Federal agencies were directed to cut back services after lawmakers could not break a political stalemate that sparked new questions about the ability of a deeply divided Congress to perform its most basic functions.
After House Republicans floated a late offer to break the logjam, Senate Majority Leader Harry Reid rejected the idea, saying Democrats would not enter into formal negotiations on spending "with a gun to our head" in the form of government shutdowns.
In the hours leading up to the deadline, the Democratic-controlled Senate repeatedly stripped measures passed by the House that tied temporary funding for government operations to delaying or scaling back the Affordable Care Act healthcare overhaul known as Obamacare.
Shortly after midnight, President Barack Obama tweeted: "The Affordable Care Act is moving forward. You can't shut it down."

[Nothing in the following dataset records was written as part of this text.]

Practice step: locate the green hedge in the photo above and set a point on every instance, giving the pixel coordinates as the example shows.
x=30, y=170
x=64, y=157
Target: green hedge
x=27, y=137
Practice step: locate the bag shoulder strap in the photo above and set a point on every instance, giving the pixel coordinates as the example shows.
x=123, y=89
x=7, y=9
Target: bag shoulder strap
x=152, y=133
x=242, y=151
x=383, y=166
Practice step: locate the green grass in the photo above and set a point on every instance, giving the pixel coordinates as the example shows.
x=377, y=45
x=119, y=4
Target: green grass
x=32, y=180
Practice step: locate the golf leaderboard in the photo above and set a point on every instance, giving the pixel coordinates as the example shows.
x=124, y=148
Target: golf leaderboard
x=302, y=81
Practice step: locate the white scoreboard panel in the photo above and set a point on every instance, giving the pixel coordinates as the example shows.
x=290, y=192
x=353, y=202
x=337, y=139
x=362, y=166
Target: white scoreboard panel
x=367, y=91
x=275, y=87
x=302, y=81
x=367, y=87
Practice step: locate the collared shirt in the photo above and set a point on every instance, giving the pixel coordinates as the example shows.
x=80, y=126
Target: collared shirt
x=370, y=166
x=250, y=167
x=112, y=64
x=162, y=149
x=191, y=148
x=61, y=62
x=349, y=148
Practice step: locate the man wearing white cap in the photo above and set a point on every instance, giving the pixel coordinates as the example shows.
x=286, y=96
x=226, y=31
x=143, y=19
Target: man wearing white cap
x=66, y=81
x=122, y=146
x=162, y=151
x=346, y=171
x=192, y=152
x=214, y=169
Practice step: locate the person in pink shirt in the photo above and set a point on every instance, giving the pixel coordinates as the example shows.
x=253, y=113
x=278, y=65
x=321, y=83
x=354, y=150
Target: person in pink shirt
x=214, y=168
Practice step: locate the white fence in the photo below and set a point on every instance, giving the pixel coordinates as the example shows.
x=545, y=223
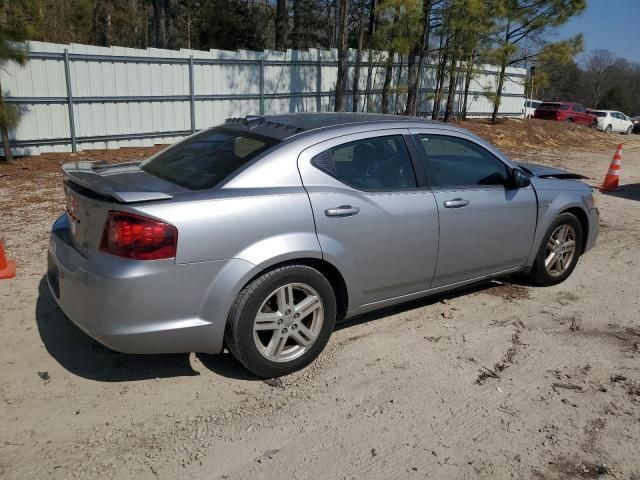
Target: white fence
x=76, y=97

Whether the shutdown represents another bump in the road for a Congress increasingly plagued by dysfunction or is a sign of a more alarming breakdown in the political process could be determined by the reaction among voters and on Wall Street.

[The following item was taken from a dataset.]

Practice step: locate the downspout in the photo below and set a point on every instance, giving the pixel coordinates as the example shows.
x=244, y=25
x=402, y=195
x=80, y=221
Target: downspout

The U.S. dollar slipped 0.2 percent against a basket of widely traded currencies. The price of the 10-year U.S. Treasury note, a bedrock reference for bond markets, fell 0.3 percent.

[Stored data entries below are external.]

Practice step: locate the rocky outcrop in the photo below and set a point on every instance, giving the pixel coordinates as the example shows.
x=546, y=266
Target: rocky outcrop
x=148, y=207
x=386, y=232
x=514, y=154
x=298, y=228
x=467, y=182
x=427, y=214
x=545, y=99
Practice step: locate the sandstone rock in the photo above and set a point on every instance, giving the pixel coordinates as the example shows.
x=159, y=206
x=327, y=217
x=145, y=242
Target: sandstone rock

S&P stock futures rose 0.3 percent, pointing toward a higher Wall Street open. On Monday, the S&P 500 index closed 0.6 percent lower, weighed down by defense contractors since the shutdown would likely diminish its new business.
The political dysfunction at the Capitol also raised fresh concerns about whether Congress can meet a crucial mid-October deadline to raise the government's $16.7 trillion debt ceiling.
"A technical Treasury default could follow, sending financial markets into a tailspin," wrote ING analyst Tom Levinson.
After missing the midnight (0400 GMT) deadline to avert the shutdown, Republicans and Democrats in the House continued a bitter blame game, each side shifting responsibility to the other in efforts to redirect a possible public backlash.